Pritzker also called out the targeting of LGBTQ+ people in the military under the Trump administration’s reinstated ban. “Our military service members don’t deserve to be told by a washed-up Fox TV commentator who drank too much and committed sexual assault before being appointed Secretary of Defense that they can’t serve their country simply because they’re Black or gay or a woman,” he said, referring to Defense Secretary Pete Hegseth.

Throughout his remarks, Pritzker clarified his deep connection to these issues. As a Ukrainian American Jew whose family fled Russian pogroms, he condemned Trump for “tearing down the Constitution in the name of my ancestors.” And in a clear rebuke of MAGA leaders weaponizing identity, he said, “Do not claim that your authoritarian power grabs are about combating antisemitism. When you destroy social justice, you are disparaging the very foundation of Judaism.”

Pritzker’s Sunday speech built on themes he referenced at the Human Rights Campaign’s annual Los Angeles dinner in March, where he delivered a similarly passionate defense of LGBTQ+ people.

“I have to laugh when I hear the right-wing carry on about the dangers of exposing kids to trans people or same-sex couples,” the billionaire told the HRC crowd. “Because I’m living proof that introducing your kids to the gay agenda might result in them growing up to be governor.”

He added, “I know that there are transgender children right now looking out at this world and wondering if anyone is going to stand up for them and for their simple right to exist. Well, I am. We are. We will.”

HRC’s director of communications, Laurel Powell, praised Pritzker’s New Hampshire speech.

“Gov. Pritzker talks the talk and walks the walk when it comes to LGBTQ+ allyship.
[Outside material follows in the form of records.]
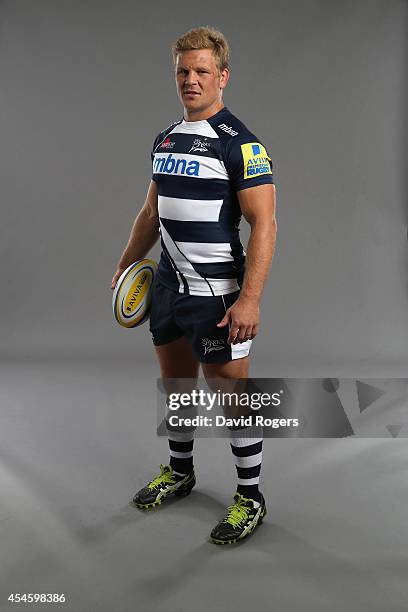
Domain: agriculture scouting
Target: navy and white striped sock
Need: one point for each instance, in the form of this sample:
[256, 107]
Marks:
[181, 451]
[246, 447]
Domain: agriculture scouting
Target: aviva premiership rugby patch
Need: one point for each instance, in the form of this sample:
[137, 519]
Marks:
[256, 160]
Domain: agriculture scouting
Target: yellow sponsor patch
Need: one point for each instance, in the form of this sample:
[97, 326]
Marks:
[256, 160]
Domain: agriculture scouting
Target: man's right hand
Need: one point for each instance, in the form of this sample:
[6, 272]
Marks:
[116, 276]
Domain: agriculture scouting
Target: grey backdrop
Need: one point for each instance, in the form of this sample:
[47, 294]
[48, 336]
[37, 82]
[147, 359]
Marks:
[86, 86]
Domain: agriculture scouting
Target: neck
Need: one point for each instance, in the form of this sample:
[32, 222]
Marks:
[200, 115]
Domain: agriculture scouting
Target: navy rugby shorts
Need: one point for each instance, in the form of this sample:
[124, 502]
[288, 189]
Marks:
[173, 315]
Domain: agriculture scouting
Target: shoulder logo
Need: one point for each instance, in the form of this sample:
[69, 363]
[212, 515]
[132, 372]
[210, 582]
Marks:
[167, 144]
[200, 145]
[256, 160]
[228, 129]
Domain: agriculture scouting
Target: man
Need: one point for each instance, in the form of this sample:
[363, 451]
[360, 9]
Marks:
[208, 170]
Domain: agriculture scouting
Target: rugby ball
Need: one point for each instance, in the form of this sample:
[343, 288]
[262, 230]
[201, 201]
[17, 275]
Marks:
[133, 292]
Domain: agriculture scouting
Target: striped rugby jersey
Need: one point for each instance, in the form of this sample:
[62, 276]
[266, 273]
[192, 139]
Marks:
[198, 167]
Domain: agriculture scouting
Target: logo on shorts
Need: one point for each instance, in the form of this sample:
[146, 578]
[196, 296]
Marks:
[212, 345]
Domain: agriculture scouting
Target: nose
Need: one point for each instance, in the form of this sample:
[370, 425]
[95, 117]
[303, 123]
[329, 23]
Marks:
[191, 78]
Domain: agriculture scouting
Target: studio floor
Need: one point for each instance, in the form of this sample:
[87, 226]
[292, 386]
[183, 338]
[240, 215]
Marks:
[77, 439]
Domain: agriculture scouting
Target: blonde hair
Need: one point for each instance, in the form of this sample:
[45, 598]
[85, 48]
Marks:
[204, 38]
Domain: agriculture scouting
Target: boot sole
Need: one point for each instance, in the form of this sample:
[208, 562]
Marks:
[177, 493]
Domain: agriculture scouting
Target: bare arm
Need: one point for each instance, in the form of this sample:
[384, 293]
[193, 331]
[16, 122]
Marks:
[258, 207]
[144, 233]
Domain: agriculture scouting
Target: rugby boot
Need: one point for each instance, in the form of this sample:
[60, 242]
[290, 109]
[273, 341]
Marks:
[240, 521]
[162, 486]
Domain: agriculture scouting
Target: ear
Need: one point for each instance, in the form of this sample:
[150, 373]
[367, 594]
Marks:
[224, 76]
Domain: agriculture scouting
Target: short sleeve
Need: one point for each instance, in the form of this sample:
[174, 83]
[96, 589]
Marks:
[248, 163]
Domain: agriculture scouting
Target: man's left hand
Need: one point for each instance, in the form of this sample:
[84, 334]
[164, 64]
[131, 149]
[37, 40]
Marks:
[243, 319]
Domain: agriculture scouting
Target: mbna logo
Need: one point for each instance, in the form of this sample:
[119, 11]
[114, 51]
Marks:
[171, 165]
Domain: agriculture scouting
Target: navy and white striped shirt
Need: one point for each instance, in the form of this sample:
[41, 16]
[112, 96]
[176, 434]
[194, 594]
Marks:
[199, 166]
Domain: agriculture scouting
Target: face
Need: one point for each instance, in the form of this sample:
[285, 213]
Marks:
[200, 83]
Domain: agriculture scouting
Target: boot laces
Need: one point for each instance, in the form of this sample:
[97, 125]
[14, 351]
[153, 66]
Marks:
[165, 477]
[238, 513]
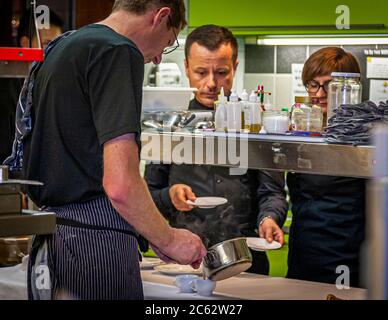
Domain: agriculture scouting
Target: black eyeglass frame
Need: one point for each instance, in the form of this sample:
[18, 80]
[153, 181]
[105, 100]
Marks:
[324, 86]
[172, 48]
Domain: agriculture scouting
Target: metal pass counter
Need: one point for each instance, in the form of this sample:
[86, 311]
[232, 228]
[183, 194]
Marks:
[270, 152]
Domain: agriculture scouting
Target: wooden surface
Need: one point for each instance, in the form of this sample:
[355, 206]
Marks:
[256, 287]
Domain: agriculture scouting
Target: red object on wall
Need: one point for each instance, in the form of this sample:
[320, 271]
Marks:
[21, 54]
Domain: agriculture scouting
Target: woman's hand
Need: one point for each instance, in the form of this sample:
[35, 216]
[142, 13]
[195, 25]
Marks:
[270, 230]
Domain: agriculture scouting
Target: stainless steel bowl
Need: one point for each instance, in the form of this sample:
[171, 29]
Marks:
[227, 259]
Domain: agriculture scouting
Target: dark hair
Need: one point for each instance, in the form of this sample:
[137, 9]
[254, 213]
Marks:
[178, 9]
[24, 24]
[211, 37]
[327, 60]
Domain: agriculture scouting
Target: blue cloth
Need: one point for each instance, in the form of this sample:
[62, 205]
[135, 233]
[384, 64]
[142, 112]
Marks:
[24, 107]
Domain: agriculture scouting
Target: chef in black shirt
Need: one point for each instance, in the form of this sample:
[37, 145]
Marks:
[256, 200]
[10, 87]
[328, 223]
[84, 146]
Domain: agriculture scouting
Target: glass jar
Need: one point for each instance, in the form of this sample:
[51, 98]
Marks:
[345, 88]
[300, 113]
[276, 121]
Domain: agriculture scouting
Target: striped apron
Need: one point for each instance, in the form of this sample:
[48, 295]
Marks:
[92, 256]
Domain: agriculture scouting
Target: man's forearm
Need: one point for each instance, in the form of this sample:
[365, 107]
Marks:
[139, 210]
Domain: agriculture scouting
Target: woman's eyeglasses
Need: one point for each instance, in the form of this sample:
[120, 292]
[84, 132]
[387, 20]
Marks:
[313, 86]
[175, 46]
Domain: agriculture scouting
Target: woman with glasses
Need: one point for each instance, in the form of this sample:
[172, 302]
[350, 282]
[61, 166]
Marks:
[328, 225]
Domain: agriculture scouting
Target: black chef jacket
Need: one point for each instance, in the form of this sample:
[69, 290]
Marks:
[328, 226]
[9, 95]
[251, 197]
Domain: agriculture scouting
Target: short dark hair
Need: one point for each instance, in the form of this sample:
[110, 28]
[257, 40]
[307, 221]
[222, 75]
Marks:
[327, 60]
[24, 24]
[211, 37]
[178, 9]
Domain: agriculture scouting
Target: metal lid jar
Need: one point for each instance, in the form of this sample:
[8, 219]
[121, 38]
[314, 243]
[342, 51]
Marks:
[276, 121]
[345, 88]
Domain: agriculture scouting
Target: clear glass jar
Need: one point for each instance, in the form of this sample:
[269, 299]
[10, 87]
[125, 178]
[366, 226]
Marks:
[345, 88]
[276, 121]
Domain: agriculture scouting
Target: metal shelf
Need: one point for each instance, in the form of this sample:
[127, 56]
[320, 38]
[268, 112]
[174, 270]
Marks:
[268, 152]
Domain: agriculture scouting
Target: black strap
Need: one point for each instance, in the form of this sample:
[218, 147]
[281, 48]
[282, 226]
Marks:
[143, 243]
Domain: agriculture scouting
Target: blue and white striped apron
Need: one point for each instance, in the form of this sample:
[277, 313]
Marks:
[92, 256]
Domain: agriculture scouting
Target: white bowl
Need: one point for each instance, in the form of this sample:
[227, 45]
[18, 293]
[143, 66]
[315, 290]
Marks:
[167, 98]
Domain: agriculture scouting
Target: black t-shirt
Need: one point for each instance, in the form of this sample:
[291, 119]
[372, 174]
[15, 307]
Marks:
[9, 95]
[87, 92]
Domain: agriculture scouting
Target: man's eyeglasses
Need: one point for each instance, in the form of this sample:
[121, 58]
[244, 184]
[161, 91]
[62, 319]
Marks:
[313, 86]
[175, 46]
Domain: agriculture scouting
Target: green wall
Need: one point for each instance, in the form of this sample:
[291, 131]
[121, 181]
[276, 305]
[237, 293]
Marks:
[248, 16]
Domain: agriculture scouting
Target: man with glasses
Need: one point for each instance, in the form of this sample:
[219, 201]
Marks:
[328, 222]
[84, 147]
[256, 200]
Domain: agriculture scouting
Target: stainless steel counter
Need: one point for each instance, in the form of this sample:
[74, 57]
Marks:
[27, 223]
[270, 152]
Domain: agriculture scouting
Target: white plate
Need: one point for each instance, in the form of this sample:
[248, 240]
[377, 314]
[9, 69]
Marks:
[207, 202]
[176, 269]
[150, 263]
[261, 244]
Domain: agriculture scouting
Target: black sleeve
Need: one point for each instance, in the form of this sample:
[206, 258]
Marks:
[272, 197]
[112, 82]
[157, 178]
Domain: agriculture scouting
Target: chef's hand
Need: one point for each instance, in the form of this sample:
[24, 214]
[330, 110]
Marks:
[179, 194]
[185, 248]
[270, 230]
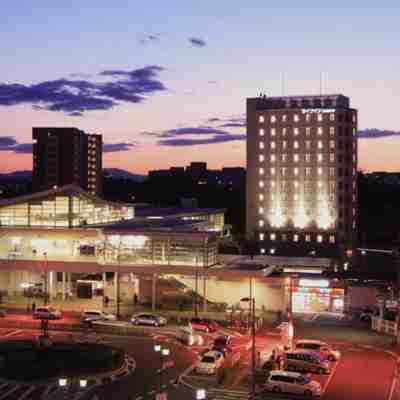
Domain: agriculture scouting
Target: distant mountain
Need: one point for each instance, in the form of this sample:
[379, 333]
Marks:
[118, 173]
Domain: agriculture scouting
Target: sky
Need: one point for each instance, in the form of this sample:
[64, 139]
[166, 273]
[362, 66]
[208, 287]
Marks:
[165, 82]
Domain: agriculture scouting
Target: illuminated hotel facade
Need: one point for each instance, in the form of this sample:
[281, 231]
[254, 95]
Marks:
[301, 173]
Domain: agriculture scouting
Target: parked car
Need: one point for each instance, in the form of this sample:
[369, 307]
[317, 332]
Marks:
[205, 325]
[189, 338]
[148, 319]
[223, 344]
[322, 348]
[47, 312]
[304, 360]
[292, 382]
[210, 362]
[97, 315]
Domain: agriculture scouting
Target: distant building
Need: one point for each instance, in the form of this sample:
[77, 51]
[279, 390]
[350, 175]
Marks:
[63, 156]
[301, 172]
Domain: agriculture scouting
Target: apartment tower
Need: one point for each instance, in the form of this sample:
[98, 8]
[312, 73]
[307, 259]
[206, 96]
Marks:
[63, 156]
[301, 174]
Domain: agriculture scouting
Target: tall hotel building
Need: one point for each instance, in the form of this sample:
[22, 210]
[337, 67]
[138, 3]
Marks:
[63, 156]
[301, 174]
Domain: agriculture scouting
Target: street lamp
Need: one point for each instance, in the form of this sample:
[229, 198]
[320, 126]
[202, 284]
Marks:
[252, 304]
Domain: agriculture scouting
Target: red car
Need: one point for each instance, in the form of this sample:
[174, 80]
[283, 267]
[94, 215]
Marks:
[205, 325]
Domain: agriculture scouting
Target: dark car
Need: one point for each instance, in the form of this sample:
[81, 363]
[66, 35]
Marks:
[202, 324]
[223, 344]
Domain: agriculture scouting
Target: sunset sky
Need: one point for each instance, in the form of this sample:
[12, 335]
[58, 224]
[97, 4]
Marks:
[165, 82]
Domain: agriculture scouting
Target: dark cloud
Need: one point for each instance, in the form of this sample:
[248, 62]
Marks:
[376, 133]
[196, 42]
[193, 142]
[75, 97]
[117, 147]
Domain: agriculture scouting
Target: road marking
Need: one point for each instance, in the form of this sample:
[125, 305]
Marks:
[330, 377]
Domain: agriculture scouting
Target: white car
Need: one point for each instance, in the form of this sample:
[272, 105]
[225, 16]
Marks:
[96, 315]
[47, 312]
[292, 382]
[210, 362]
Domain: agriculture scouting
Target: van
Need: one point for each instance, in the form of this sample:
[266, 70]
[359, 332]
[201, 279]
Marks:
[305, 361]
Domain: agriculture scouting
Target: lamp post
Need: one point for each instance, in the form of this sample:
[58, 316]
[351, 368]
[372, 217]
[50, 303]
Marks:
[252, 303]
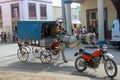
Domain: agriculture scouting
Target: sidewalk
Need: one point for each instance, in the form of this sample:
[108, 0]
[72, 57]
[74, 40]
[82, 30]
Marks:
[38, 76]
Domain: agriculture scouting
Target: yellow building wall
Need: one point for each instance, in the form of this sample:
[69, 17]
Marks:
[92, 4]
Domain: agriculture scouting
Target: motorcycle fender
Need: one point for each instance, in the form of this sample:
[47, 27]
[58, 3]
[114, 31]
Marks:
[109, 55]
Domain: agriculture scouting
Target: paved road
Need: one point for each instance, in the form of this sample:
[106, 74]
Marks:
[10, 62]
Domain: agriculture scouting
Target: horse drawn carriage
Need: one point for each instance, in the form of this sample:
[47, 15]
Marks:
[46, 46]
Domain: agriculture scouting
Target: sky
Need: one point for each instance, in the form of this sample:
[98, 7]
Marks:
[58, 3]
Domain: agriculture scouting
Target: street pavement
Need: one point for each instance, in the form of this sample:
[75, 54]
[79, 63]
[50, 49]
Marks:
[10, 62]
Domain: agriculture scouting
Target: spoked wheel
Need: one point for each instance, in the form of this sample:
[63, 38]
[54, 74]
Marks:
[45, 57]
[22, 54]
[110, 68]
[80, 64]
[55, 56]
[36, 52]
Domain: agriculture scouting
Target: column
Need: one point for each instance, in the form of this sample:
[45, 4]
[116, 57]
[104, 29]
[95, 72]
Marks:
[63, 14]
[68, 12]
[101, 20]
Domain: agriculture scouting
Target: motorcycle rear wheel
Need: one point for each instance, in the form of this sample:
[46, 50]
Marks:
[80, 64]
[110, 66]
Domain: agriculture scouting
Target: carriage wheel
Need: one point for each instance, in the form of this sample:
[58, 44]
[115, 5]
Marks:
[45, 57]
[22, 54]
[36, 52]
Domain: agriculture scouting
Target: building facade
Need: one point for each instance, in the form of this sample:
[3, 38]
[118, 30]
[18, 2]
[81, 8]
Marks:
[57, 13]
[89, 15]
[12, 11]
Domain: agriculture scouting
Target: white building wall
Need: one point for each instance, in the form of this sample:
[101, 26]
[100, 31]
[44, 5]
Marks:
[24, 14]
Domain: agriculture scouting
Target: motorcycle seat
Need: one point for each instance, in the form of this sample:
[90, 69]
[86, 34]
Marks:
[88, 54]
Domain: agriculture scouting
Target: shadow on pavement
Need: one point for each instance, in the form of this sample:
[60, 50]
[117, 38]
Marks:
[63, 68]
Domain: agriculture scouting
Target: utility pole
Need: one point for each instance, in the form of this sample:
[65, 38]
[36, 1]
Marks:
[64, 15]
[68, 12]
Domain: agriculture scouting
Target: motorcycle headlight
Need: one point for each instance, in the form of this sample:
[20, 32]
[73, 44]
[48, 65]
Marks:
[104, 48]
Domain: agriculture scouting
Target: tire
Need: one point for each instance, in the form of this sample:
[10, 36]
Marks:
[45, 57]
[56, 56]
[108, 67]
[22, 54]
[78, 66]
[36, 52]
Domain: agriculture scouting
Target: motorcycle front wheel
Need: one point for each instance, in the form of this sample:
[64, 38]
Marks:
[80, 64]
[110, 68]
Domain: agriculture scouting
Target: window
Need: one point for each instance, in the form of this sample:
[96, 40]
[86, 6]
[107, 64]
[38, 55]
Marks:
[32, 10]
[43, 11]
[15, 10]
[93, 15]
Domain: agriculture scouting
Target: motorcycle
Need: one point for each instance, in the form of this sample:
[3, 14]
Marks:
[92, 60]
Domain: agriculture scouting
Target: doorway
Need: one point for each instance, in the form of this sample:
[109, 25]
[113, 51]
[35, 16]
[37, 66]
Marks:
[92, 21]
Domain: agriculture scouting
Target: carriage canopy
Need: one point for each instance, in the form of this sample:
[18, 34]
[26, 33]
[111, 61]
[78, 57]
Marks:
[32, 30]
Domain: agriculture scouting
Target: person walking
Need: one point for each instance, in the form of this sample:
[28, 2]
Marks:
[5, 36]
[78, 32]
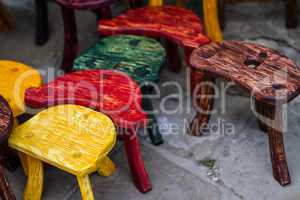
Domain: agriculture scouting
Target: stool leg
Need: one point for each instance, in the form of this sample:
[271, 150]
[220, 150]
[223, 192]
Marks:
[261, 108]
[136, 163]
[70, 39]
[152, 129]
[291, 13]
[173, 57]
[5, 190]
[41, 32]
[107, 167]
[85, 188]
[34, 186]
[202, 90]
[277, 152]
[24, 162]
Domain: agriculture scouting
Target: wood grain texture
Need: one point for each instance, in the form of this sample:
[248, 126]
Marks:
[140, 57]
[83, 4]
[15, 78]
[270, 76]
[6, 120]
[177, 24]
[111, 92]
[70, 137]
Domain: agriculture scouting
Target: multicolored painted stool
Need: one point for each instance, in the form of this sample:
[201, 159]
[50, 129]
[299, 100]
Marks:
[111, 92]
[15, 78]
[6, 125]
[178, 26]
[73, 138]
[271, 78]
[140, 57]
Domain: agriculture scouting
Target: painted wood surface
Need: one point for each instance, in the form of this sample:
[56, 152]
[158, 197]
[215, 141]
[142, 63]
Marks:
[70, 137]
[83, 4]
[270, 76]
[111, 92]
[15, 78]
[6, 124]
[179, 24]
[140, 57]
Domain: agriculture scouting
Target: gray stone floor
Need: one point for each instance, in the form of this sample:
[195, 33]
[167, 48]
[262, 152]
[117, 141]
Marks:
[242, 169]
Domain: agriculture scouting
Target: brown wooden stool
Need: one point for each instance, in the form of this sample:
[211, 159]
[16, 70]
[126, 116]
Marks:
[271, 78]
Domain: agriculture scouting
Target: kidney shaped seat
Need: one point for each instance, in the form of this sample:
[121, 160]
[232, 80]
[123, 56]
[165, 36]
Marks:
[111, 92]
[178, 24]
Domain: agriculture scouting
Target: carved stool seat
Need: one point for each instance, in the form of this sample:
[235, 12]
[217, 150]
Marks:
[73, 138]
[271, 78]
[179, 26]
[111, 92]
[140, 57]
[6, 124]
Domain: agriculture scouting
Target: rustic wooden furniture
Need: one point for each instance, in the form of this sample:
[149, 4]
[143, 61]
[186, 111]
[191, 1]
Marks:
[290, 11]
[6, 124]
[140, 57]
[210, 11]
[73, 138]
[178, 26]
[68, 7]
[15, 78]
[111, 92]
[270, 77]
[6, 21]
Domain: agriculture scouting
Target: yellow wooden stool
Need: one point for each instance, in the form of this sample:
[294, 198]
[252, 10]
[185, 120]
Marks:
[15, 78]
[70, 137]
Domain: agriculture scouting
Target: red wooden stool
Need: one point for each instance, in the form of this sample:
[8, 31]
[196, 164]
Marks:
[179, 26]
[271, 78]
[6, 124]
[111, 92]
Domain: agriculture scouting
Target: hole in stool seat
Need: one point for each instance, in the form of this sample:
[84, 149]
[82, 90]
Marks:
[251, 63]
[278, 86]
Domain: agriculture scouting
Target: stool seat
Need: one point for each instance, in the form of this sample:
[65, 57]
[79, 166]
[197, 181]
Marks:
[70, 137]
[111, 92]
[140, 57]
[178, 24]
[82, 4]
[15, 78]
[270, 76]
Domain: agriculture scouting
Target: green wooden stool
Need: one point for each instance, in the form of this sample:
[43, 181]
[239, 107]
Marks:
[140, 57]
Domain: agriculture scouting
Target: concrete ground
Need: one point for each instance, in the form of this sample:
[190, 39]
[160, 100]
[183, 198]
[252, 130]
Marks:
[242, 169]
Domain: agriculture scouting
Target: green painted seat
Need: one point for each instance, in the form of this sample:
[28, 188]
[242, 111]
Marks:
[140, 57]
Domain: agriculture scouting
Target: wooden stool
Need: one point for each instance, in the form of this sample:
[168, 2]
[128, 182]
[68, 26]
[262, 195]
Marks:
[6, 124]
[290, 11]
[178, 26]
[15, 78]
[111, 92]
[140, 57]
[271, 78]
[73, 138]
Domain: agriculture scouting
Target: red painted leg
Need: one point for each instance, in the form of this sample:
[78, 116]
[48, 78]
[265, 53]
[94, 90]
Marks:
[136, 163]
[173, 57]
[70, 39]
[277, 152]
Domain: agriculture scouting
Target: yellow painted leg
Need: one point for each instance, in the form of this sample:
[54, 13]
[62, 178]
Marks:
[85, 188]
[107, 167]
[34, 186]
[23, 159]
[211, 20]
[156, 2]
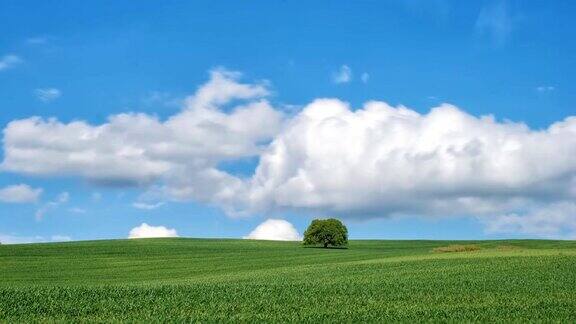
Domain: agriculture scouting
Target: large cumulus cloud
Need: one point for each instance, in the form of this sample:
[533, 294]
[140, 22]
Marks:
[329, 158]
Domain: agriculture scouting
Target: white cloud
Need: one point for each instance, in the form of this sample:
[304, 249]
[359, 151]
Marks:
[145, 230]
[18, 239]
[181, 152]
[495, 22]
[274, 230]
[21, 193]
[380, 160]
[47, 94]
[61, 199]
[344, 75]
[37, 40]
[147, 206]
[557, 220]
[545, 88]
[60, 238]
[9, 61]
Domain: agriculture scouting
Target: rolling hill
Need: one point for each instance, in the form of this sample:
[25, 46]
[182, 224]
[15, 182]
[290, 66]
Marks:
[242, 280]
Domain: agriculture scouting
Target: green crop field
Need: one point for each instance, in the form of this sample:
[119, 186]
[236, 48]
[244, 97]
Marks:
[241, 280]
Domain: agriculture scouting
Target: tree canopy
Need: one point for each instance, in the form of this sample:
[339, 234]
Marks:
[326, 232]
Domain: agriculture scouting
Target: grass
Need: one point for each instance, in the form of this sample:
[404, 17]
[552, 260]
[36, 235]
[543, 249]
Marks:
[257, 281]
[456, 248]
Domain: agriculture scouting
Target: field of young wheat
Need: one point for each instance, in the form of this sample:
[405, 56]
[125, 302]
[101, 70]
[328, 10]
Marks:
[241, 280]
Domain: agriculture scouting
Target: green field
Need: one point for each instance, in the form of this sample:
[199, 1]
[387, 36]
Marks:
[240, 280]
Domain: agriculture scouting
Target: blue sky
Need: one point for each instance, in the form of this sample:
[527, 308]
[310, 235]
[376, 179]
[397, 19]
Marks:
[87, 61]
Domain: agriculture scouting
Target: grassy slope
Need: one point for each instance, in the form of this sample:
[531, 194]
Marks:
[177, 279]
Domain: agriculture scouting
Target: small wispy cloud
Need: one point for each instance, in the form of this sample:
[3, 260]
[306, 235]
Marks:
[495, 23]
[9, 61]
[77, 210]
[47, 94]
[545, 88]
[62, 198]
[344, 75]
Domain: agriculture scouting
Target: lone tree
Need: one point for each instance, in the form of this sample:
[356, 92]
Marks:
[326, 232]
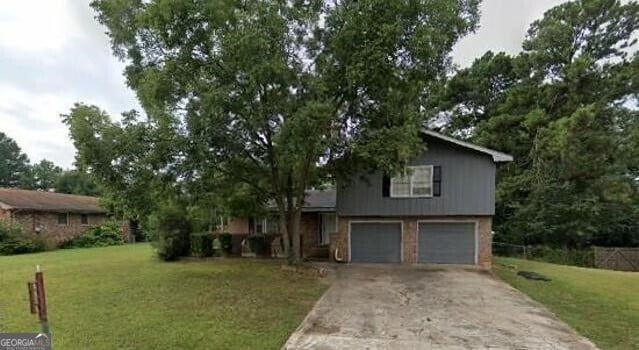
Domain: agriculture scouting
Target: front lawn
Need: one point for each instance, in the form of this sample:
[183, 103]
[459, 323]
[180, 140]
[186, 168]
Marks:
[602, 305]
[123, 298]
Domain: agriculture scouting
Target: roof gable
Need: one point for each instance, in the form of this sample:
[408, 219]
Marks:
[11, 198]
[497, 156]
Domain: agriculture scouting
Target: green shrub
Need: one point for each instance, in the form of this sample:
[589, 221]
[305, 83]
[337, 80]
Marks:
[260, 244]
[171, 232]
[13, 240]
[202, 244]
[107, 234]
[226, 242]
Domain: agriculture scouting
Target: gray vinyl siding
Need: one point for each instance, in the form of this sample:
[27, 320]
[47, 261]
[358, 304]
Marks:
[467, 187]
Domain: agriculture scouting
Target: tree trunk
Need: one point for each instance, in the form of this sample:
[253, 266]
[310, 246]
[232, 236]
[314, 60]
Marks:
[284, 227]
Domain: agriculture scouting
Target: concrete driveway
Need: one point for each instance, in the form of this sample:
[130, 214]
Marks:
[420, 307]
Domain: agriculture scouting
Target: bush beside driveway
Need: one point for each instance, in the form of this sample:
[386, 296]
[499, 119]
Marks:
[124, 298]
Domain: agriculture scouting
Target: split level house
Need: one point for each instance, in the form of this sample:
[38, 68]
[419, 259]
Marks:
[440, 211]
[55, 217]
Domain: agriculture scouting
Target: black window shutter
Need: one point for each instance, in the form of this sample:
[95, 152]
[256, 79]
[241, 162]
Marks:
[386, 186]
[437, 181]
[251, 225]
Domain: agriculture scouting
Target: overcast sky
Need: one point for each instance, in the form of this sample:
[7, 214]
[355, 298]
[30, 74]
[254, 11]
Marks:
[53, 53]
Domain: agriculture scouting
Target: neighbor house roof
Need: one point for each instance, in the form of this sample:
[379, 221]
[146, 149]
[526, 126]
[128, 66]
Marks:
[316, 200]
[497, 156]
[11, 198]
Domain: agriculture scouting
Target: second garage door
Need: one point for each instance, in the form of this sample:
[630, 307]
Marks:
[376, 242]
[447, 243]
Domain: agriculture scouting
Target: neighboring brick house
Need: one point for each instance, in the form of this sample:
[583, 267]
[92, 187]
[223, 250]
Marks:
[55, 217]
[440, 211]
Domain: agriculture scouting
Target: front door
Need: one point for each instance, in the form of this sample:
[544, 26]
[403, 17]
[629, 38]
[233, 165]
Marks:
[328, 224]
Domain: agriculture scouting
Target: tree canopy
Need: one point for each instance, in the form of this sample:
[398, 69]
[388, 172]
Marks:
[13, 163]
[270, 97]
[566, 108]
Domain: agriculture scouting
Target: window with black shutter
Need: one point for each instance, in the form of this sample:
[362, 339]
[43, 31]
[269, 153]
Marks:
[437, 181]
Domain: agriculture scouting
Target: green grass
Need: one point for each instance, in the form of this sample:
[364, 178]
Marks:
[602, 305]
[123, 298]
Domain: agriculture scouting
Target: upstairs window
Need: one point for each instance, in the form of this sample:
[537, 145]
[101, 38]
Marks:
[416, 182]
[63, 219]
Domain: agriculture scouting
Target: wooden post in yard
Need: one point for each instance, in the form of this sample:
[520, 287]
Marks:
[42, 302]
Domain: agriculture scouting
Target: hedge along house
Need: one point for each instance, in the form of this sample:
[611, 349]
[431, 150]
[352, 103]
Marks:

That’s why we were so excited to welcome him as a speaker at our Los Angeles dinner, where he made an equally fiery defense of our community,” Powell told The Advocate. “We’re lucky to have him and a number of other governors—like [Maine’s] Janet Mills and [Kentucky’s] Andy Beshear—who have been willing to stand up for our community as we face attacks from the MAGA regime.”

At both events, Pritzker invoked the LGBTQ+ community’s legacy of resistance and framed the current political climate as a generational test of moral courage.

“I know that there are transgender children right now looking out at this world and wondering if anyone is going to stand up for them and for their simple right to exist,” he told the LA crowd. “Well, I am. We are. We will.”

For Pritzker, the message is simple: the moment demands urgency and courage, not cautious calculation.

“When the courage of our civic leaders wavers,” he said in New Hampshire. “We should remind them that cowardice always comes at a cost.”